We started playing around with the DQ Analyzer today, using different database connections. One thing we did was attempt making a data profile of one of the larger tables in our IT environment (37 mio rows, about 40 GB of data). Meanwhile, one of our dba’s monitored the resource usage to make sure nothing too impactful could happen to our production system.
(1) Resource usage on the source (Oracle) DB is really low. Which is excellent. Is seems like DQA is doing hardly anything more than a pure select * statement. CPU usage of my computer is also well within acceptable bounds.

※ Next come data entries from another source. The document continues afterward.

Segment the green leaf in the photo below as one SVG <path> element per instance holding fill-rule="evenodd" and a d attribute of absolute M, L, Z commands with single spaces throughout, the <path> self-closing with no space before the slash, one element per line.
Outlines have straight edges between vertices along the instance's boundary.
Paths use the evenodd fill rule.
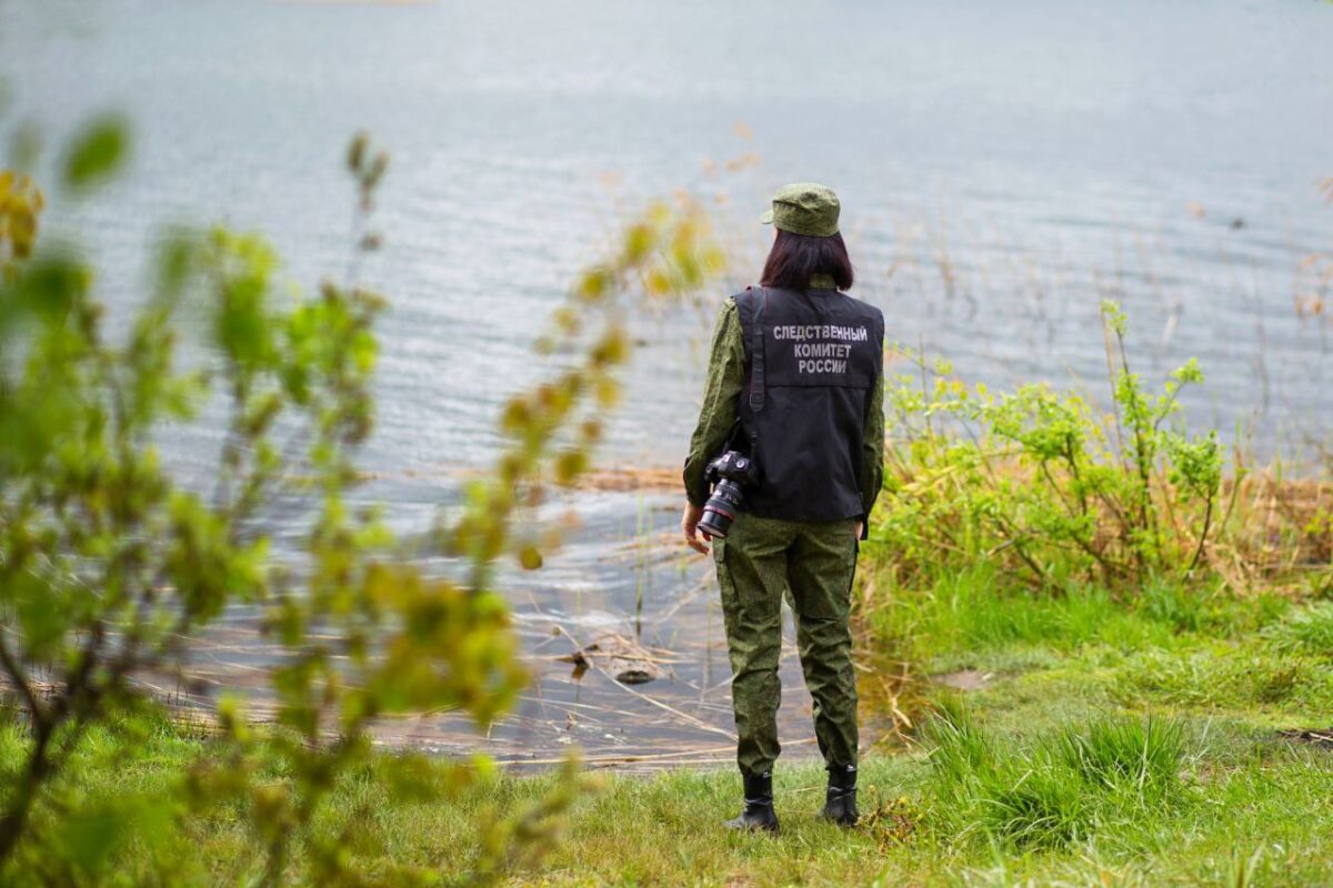
<path fill-rule="evenodd" d="M 65 150 L 64 185 L 80 192 L 113 177 L 129 152 L 129 128 L 116 114 L 96 117 L 75 136 Z"/>

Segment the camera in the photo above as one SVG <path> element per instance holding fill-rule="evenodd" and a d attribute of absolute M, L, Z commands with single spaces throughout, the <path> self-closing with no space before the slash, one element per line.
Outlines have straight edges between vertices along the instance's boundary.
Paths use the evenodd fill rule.
<path fill-rule="evenodd" d="M 741 507 L 742 490 L 756 481 L 754 461 L 737 450 L 728 450 L 708 463 L 704 477 L 714 487 L 704 503 L 698 529 L 716 539 L 726 539 L 726 531 Z"/>

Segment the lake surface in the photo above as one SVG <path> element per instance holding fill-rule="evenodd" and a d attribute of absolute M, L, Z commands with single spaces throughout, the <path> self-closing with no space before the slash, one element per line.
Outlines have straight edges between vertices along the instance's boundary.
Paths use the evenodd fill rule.
<path fill-rule="evenodd" d="M 1326 439 L 1328 314 L 1297 302 L 1328 296 L 1301 266 L 1333 249 L 1317 192 L 1333 176 L 1329 47 L 1333 5 L 1312 0 L 0 0 L 7 129 L 36 118 L 56 144 L 95 109 L 135 122 L 132 174 L 47 218 L 93 246 L 113 322 L 169 222 L 263 229 L 293 280 L 340 276 L 347 140 L 365 128 L 391 149 L 387 248 L 363 272 L 393 308 L 365 454 L 377 481 L 361 495 L 405 534 L 489 461 L 496 407 L 536 378 L 532 341 L 571 277 L 620 221 L 681 188 L 713 208 L 734 261 L 696 304 L 636 320 L 604 465 L 680 465 L 712 313 L 750 282 L 769 236 L 754 220 L 793 180 L 838 190 L 853 293 L 884 309 L 889 337 L 964 377 L 1105 391 L 1097 313 L 1117 298 L 1150 381 L 1200 359 L 1192 423 L 1244 427 L 1261 454 Z M 181 471 L 207 477 L 207 429 L 168 442 Z M 535 660 L 521 712 L 476 743 L 513 760 L 572 742 L 729 759 L 716 588 L 673 545 L 678 501 L 572 495 L 559 506 L 580 527 L 511 588 L 533 656 L 567 652 L 556 624 L 580 639 L 632 631 L 643 600 L 644 640 L 674 662 L 637 691 L 688 718 Z M 201 642 L 201 671 L 251 683 L 253 624 L 233 611 Z M 808 740 L 792 651 L 784 682 L 784 736 Z M 472 743 L 457 727 L 391 734 Z"/>

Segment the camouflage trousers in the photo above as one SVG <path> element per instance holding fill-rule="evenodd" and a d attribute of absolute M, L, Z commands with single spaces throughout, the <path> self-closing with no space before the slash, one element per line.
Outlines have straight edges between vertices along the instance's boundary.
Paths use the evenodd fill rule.
<path fill-rule="evenodd" d="M 796 616 L 814 736 L 829 764 L 856 764 L 856 675 L 848 630 L 856 574 L 856 521 L 780 521 L 737 515 L 713 541 L 732 662 L 732 707 L 741 772 L 772 771 L 781 751 L 782 592 Z"/>

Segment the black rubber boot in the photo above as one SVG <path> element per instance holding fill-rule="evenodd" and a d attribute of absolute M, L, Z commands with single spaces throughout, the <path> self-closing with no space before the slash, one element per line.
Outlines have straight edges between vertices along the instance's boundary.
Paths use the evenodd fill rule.
<path fill-rule="evenodd" d="M 773 775 L 757 777 L 741 775 L 745 783 L 745 809 L 741 816 L 728 820 L 728 829 L 766 829 L 777 832 L 777 812 L 773 811 Z"/>
<path fill-rule="evenodd" d="M 820 816 L 840 827 L 854 827 L 861 816 L 856 809 L 856 766 L 830 764 L 828 772 L 829 788 Z"/>

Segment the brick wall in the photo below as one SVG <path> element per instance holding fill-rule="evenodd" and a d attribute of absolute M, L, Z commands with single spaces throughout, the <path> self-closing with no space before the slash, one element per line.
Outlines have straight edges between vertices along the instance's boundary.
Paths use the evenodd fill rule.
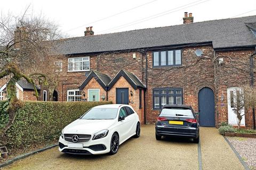
<path fill-rule="evenodd" d="M 108 92 L 108 101 L 113 101 L 113 104 L 116 104 L 116 88 L 127 88 L 129 89 L 129 105 L 132 106 L 138 114 L 140 122 L 143 123 L 144 122 L 144 109 L 143 107 L 143 105 L 142 105 L 142 108 L 139 108 L 139 89 L 135 90 L 133 89 L 125 79 L 121 76 Z M 130 94 L 131 91 L 132 91 L 132 97 Z M 143 95 L 143 92 L 142 95 Z M 142 99 L 143 103 L 143 96 Z"/>
<path fill-rule="evenodd" d="M 204 57 L 196 56 L 195 51 L 197 49 L 203 52 Z M 214 91 L 212 47 L 185 48 L 182 53 L 182 66 L 163 67 L 154 67 L 153 53 L 148 53 L 148 82 L 146 97 L 148 123 L 155 123 L 159 111 L 153 109 L 154 88 L 182 88 L 183 104 L 191 105 L 196 112 L 198 111 L 198 95 L 199 90 L 204 87 L 209 87 Z"/>
<path fill-rule="evenodd" d="M 203 52 L 202 57 L 197 57 L 195 54 L 195 51 L 197 49 Z M 113 78 L 121 69 L 125 69 L 136 75 L 144 84 L 146 83 L 147 74 L 148 87 L 145 98 L 147 123 L 154 123 L 159 113 L 159 110 L 153 108 L 154 88 L 182 88 L 183 103 L 191 105 L 195 111 L 197 112 L 198 92 L 205 87 L 209 87 L 214 94 L 215 124 L 218 126 L 222 122 L 227 122 L 228 120 L 227 88 L 249 83 L 249 73 L 243 70 L 245 68 L 248 69 L 249 58 L 253 52 L 253 50 L 217 52 L 215 56 L 223 58 L 224 63 L 215 65 L 217 66 L 215 68 L 214 63 L 212 62 L 214 50 L 211 46 L 183 48 L 182 49 L 182 65 L 178 67 L 153 67 L 152 52 L 148 52 L 146 56 L 138 52 L 113 52 L 90 56 L 90 70 L 100 71 Z M 133 53 L 135 54 L 135 59 L 133 59 Z M 78 89 L 86 78 L 85 71 L 68 72 L 68 58 L 78 56 L 62 56 L 56 58 L 56 61 L 62 62 L 62 71 L 58 73 L 59 80 L 56 90 L 58 93 L 58 101 L 67 101 L 67 90 Z M 148 61 L 147 72 L 146 71 L 146 57 Z M 235 63 L 235 67 L 238 69 L 234 69 L 231 63 Z M 239 69 L 239 67 L 242 69 Z M 123 79 L 124 78 L 121 78 L 109 92 L 110 93 L 108 95 L 109 100 L 115 102 L 116 88 L 127 87 L 129 91 L 130 89 L 132 89 L 127 82 L 125 82 L 125 80 Z M 92 81 L 88 88 L 101 88 L 97 83 L 94 83 Z M 95 84 L 95 87 L 93 84 Z M 134 96 L 131 99 L 135 103 L 131 105 L 139 113 L 141 121 L 143 118 L 142 116 L 143 111 L 143 109 L 140 109 L 138 107 L 139 91 L 133 89 L 132 90 Z M 86 96 L 87 96 L 86 91 Z M 104 91 L 100 90 L 100 96 L 102 94 L 101 91 Z M 221 96 L 224 97 L 222 100 Z M 129 96 L 130 98 L 131 96 Z M 41 94 L 41 99 L 42 99 L 42 93 Z M 245 124 L 248 127 L 252 126 L 251 112 L 245 116 Z"/>
<path fill-rule="evenodd" d="M 82 90 L 82 97 L 83 99 L 85 99 L 85 101 L 88 101 L 89 99 L 89 94 L 88 94 L 88 89 L 99 89 L 100 90 L 100 101 L 103 101 L 101 98 L 101 96 L 103 95 L 105 96 L 105 101 L 107 99 L 107 92 L 105 90 L 102 88 L 102 87 L 99 84 L 97 81 L 92 78 L 86 86 L 84 87 L 84 89 Z M 85 95 L 85 96 L 83 96 L 83 93 Z"/>

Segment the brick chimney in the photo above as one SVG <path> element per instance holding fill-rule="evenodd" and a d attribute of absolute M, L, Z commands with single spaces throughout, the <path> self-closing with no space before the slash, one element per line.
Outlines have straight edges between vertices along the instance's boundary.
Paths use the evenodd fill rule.
<path fill-rule="evenodd" d="M 194 21 L 194 16 L 192 16 L 192 13 L 190 13 L 188 14 L 188 13 L 185 12 L 184 13 L 184 18 L 183 18 L 183 23 L 193 23 Z"/>
<path fill-rule="evenodd" d="M 92 30 L 92 27 L 86 27 L 86 30 L 84 31 L 84 36 L 93 36 L 94 35 L 94 32 Z"/>
<path fill-rule="evenodd" d="M 24 27 L 17 27 L 14 31 L 14 48 L 20 48 L 22 41 L 26 38 L 27 33 Z"/>

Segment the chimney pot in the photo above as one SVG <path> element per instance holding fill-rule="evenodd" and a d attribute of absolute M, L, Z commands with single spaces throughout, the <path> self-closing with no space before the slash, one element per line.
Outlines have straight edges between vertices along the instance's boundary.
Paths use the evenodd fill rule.
<path fill-rule="evenodd" d="M 188 14 L 188 13 L 186 12 L 185 13 L 184 16 L 185 17 L 183 18 L 183 23 L 189 23 L 194 22 L 194 17 L 192 16 L 191 13 Z"/>
<path fill-rule="evenodd" d="M 188 17 L 188 12 L 185 12 L 184 13 L 184 17 Z"/>
<path fill-rule="evenodd" d="M 86 27 L 86 30 L 84 31 L 84 36 L 93 36 L 94 35 L 94 32 L 92 30 L 92 27 Z"/>

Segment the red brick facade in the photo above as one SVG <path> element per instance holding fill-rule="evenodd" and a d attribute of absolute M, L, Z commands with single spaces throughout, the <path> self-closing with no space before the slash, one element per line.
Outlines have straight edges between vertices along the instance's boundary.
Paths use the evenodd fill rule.
<path fill-rule="evenodd" d="M 145 99 L 146 106 L 142 102 L 142 108 L 139 108 L 138 106 L 138 90 L 133 89 L 123 78 L 120 78 L 108 92 L 108 100 L 115 103 L 116 88 L 127 87 L 129 91 L 132 90 L 134 96 L 132 98 L 129 96 L 129 99 L 132 101 L 130 104 L 138 112 L 142 122 L 144 121 L 144 107 L 146 122 L 155 122 L 159 110 L 153 109 L 153 89 L 165 87 L 181 88 L 183 104 L 191 105 L 196 112 L 198 112 L 199 90 L 204 87 L 211 88 L 214 94 L 215 125 L 218 126 L 221 122 L 227 122 L 227 88 L 249 83 L 250 73 L 239 68 L 249 68 L 250 56 L 254 52 L 253 49 L 230 49 L 214 53 L 211 45 L 187 46 L 178 49 L 181 49 L 182 52 L 182 65 L 179 66 L 154 67 L 153 52 L 143 53 L 134 50 L 90 55 L 90 70 L 106 74 L 113 79 L 120 70 L 125 69 L 137 75 L 144 84 L 147 85 Z M 195 54 L 195 50 L 198 49 L 203 52 L 201 57 Z M 62 63 L 62 71 L 59 72 L 58 85 L 55 90 L 58 92 L 58 101 L 67 101 L 67 90 L 78 89 L 86 77 L 85 71 L 68 71 L 68 58 L 78 56 L 63 56 L 56 59 Z M 222 63 L 216 63 L 215 60 L 219 58 L 223 58 Z M 235 65 L 234 63 L 236 63 Z M 88 89 L 99 89 L 100 96 L 103 94 L 105 96 L 107 95 L 106 91 L 94 78 L 83 90 L 83 99 L 87 97 Z M 142 97 L 143 92 L 142 90 Z M 24 91 L 23 96 L 26 100 L 35 99 L 31 91 Z M 47 97 L 52 97 L 47 95 Z M 41 100 L 42 100 L 42 91 Z M 252 128 L 252 113 L 250 112 L 245 115 L 245 126 Z"/>

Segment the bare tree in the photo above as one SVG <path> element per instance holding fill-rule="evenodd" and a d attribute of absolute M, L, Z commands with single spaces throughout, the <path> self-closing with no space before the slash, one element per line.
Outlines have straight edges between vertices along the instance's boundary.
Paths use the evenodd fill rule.
<path fill-rule="evenodd" d="M 59 35 L 57 26 L 42 16 L 34 16 L 25 12 L 21 16 L 10 14 L 1 16 L 0 79 L 8 77 L 6 88 L 10 106 L 9 120 L 3 134 L 13 123 L 20 106 L 16 97 L 16 82 L 23 78 L 32 84 L 37 99 L 36 84 L 47 85 L 46 75 L 54 70 L 51 56 L 58 55 L 54 40 L 60 38 Z"/>
<path fill-rule="evenodd" d="M 236 90 L 234 97 L 234 112 L 237 117 L 237 126 L 240 128 L 243 116 L 256 106 L 256 89 L 244 86 Z"/>

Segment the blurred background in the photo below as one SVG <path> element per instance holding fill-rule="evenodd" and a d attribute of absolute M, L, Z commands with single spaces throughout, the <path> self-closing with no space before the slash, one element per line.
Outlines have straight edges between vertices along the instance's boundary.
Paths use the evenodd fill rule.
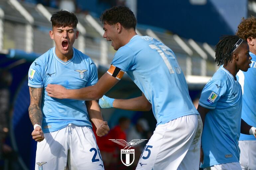
<path fill-rule="evenodd" d="M 99 78 L 115 52 L 102 37 L 99 17 L 106 9 L 126 6 L 138 21 L 136 32 L 156 38 L 175 53 L 196 107 L 201 91 L 218 68 L 215 45 L 222 35 L 234 34 L 242 17 L 256 16 L 251 0 L 0 0 L 0 170 L 34 168 L 36 143 L 28 116 L 27 74 L 37 57 L 54 46 L 49 35 L 50 19 L 63 9 L 74 13 L 79 22 L 74 47 L 89 56 Z M 141 92 L 127 75 L 106 95 L 128 99 Z M 102 109 L 111 129 L 97 138 L 106 169 L 134 169 L 146 142 L 136 148 L 135 160 L 124 167 L 119 146 L 108 139 L 149 139 L 156 124 L 152 110 Z M 113 135 L 114 134 L 114 135 Z M 110 158 L 111 159 L 108 159 Z M 137 161 L 137 162 L 136 162 Z M 116 169 L 115 169 L 116 168 Z"/>

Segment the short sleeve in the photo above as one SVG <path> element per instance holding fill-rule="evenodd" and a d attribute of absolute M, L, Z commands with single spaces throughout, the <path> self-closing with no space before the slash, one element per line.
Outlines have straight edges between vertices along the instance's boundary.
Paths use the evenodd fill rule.
<path fill-rule="evenodd" d="M 127 71 L 134 65 L 135 56 L 135 54 L 130 48 L 124 46 L 117 50 L 111 64 L 125 71 Z"/>
<path fill-rule="evenodd" d="M 218 101 L 226 93 L 226 85 L 219 80 L 210 80 L 203 89 L 199 104 L 209 109 L 215 108 Z"/>
<path fill-rule="evenodd" d="M 43 81 L 43 63 L 37 59 L 32 64 L 29 70 L 28 85 L 31 87 L 41 88 L 44 86 Z"/>
<path fill-rule="evenodd" d="M 90 59 L 90 75 L 89 79 L 86 84 L 86 86 L 94 85 L 98 82 L 98 70 L 95 64 Z"/>
<path fill-rule="evenodd" d="M 241 86 L 242 94 L 244 94 L 244 74 L 241 70 L 239 70 L 236 74 L 236 79 Z"/>

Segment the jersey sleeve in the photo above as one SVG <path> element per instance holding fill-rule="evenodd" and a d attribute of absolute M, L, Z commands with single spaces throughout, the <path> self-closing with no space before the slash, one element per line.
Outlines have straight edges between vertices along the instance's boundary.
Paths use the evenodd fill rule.
<path fill-rule="evenodd" d="M 32 63 L 29 70 L 28 85 L 29 87 L 34 88 L 43 87 L 43 63 L 40 59 L 36 59 Z"/>
<path fill-rule="evenodd" d="M 131 49 L 124 46 L 117 50 L 111 64 L 124 71 L 127 71 L 134 66 L 135 58 L 135 54 Z"/>
<path fill-rule="evenodd" d="M 89 63 L 90 75 L 88 81 L 86 84 L 86 87 L 94 85 L 98 82 L 98 70 L 97 67 L 91 59 L 89 59 Z"/>
<path fill-rule="evenodd" d="M 203 89 L 199 105 L 209 109 L 214 109 L 218 101 L 225 94 L 226 90 L 224 82 L 219 80 L 210 80 Z"/>
<path fill-rule="evenodd" d="M 241 86 L 242 94 L 244 94 L 244 74 L 241 70 L 239 70 L 236 74 L 236 79 Z"/>

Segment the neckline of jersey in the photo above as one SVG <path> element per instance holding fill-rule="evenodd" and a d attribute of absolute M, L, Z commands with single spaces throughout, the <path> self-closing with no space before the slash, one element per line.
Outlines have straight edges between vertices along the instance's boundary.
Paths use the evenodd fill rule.
<path fill-rule="evenodd" d="M 224 67 L 221 67 L 221 69 L 222 69 L 223 70 L 224 70 L 224 71 L 225 72 L 226 72 L 226 73 L 227 73 L 227 74 L 228 74 L 228 75 L 229 75 L 229 76 L 231 77 L 234 80 L 234 81 L 235 82 L 237 82 L 237 80 L 235 80 L 235 78 L 234 77 L 234 76 L 233 76 L 233 75 L 232 74 L 231 74 L 231 73 L 230 73 L 225 68 L 224 68 Z"/>
<path fill-rule="evenodd" d="M 74 56 L 75 56 L 75 50 L 74 49 L 74 48 L 73 48 L 73 56 L 72 56 L 72 58 L 71 58 L 71 59 L 69 60 L 68 61 L 67 61 L 66 62 L 64 62 L 63 61 L 62 61 L 62 60 L 60 59 L 59 58 L 59 57 L 58 57 L 57 56 L 57 55 L 56 55 L 56 53 L 55 53 L 55 47 L 54 47 L 53 49 L 53 54 L 54 56 L 54 57 L 55 57 L 56 59 L 57 59 L 57 60 L 59 61 L 60 63 L 62 63 L 62 64 L 63 64 L 64 65 L 66 65 L 71 62 L 71 61 L 72 61 L 73 59 L 74 59 Z"/>
<path fill-rule="evenodd" d="M 132 37 L 131 38 L 131 39 L 130 40 L 130 41 L 131 41 L 134 38 L 135 38 L 136 37 L 138 37 L 138 36 L 139 36 L 139 35 L 138 34 L 135 35 Z"/>

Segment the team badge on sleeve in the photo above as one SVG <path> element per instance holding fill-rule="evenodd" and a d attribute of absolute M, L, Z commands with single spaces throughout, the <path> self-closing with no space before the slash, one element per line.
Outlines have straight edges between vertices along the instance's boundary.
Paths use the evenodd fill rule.
<path fill-rule="evenodd" d="M 213 92 L 211 92 L 211 94 L 208 97 L 208 99 L 207 99 L 207 102 L 211 104 L 212 104 L 212 103 L 214 102 L 215 101 L 217 97 L 218 97 L 218 95 L 214 93 Z"/>
<path fill-rule="evenodd" d="M 119 80 L 121 80 L 124 74 L 124 71 L 121 69 L 121 68 L 115 67 L 113 65 L 110 66 L 110 67 L 107 72 Z"/>
<path fill-rule="evenodd" d="M 33 78 L 34 78 L 34 75 L 36 73 L 36 70 L 31 69 L 29 71 L 29 79 L 33 81 Z"/>

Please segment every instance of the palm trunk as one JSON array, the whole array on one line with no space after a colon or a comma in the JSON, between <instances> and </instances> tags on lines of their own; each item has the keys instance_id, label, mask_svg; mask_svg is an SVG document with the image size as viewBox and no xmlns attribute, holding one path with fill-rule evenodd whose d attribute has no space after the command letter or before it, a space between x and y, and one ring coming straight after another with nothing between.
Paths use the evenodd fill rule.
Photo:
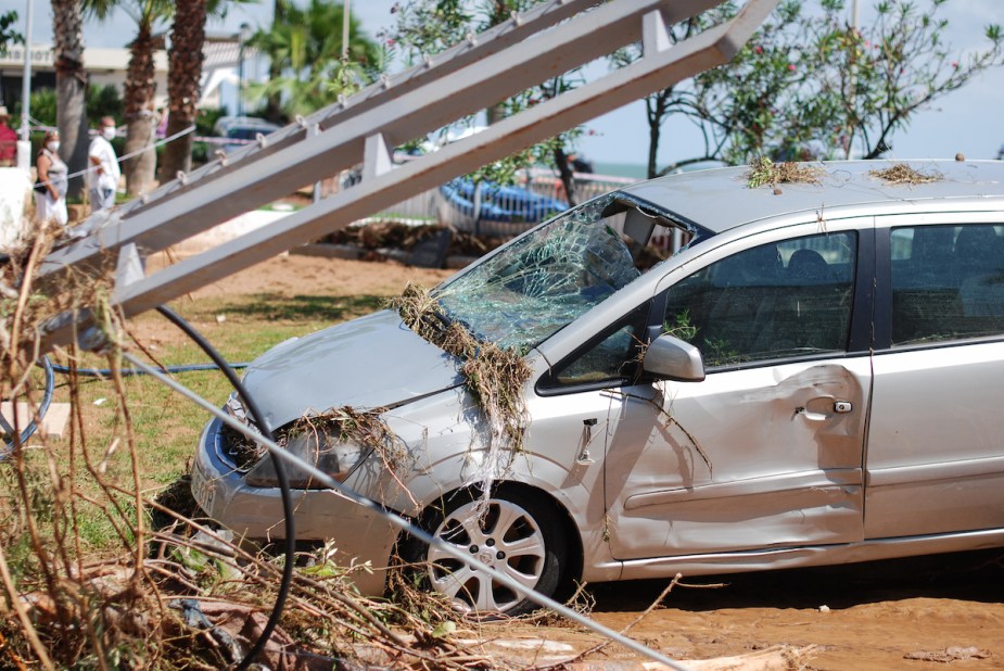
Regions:
<instances>
[{"instance_id":1,"label":"palm trunk","mask_svg":"<svg viewBox=\"0 0 1004 671\"><path fill-rule=\"evenodd\" d=\"M206 0L178 0L175 23L171 27L170 63L167 73L167 137L194 125L196 104L201 94L205 42ZM192 169L192 134L168 142L164 148L161 181L174 179L179 173Z\"/></svg>"},{"instance_id":2,"label":"palm trunk","mask_svg":"<svg viewBox=\"0 0 1004 671\"><path fill-rule=\"evenodd\" d=\"M80 0L52 0L52 34L55 45L56 125L62 136L60 152L71 173L87 167L87 74L84 69L84 12ZM67 195L84 191L82 177L69 180Z\"/></svg>"},{"instance_id":3,"label":"palm trunk","mask_svg":"<svg viewBox=\"0 0 1004 671\"><path fill-rule=\"evenodd\" d=\"M129 195L141 195L152 189L156 167L156 153L153 150L153 134L156 130L153 114L153 94L156 92L153 47L150 26L140 26L130 46L125 87L125 155L135 154L123 163Z\"/></svg>"}]
</instances>

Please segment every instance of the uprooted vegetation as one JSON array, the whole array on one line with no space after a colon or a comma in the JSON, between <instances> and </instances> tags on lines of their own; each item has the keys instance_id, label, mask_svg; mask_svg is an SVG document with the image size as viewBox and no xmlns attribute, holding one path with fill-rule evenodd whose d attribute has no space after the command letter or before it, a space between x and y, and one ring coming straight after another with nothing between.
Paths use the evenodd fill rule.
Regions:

(2) On the other hand, it takes quite a lot of time to finish processing that many rows. After about 1h, the run had processed about 10 mio rows, after which I aborted the job. Given (1), this made us wonder if putting some of the calculations on the “select” part of the job could lead to gain in processing speed. Obviously, we don’t know what actually happens in the background, so we might be way off.
(3) The previous point also made us wonder about whether/how DQA could handle actual table monstrosities (100+ GB). Is Ataccama One faster or more efficient than DQA?
(4) Finally, but also related, we were a bit disappointed to see that, after we interrupted the run, there were no partial results for those first 10 mio rows that did appear to be processed (according to the Console). Maybe that could be a nice feature to add (e.g. after cancelling a job, prompt the user whether he wants to see profiling results for the processed rows)?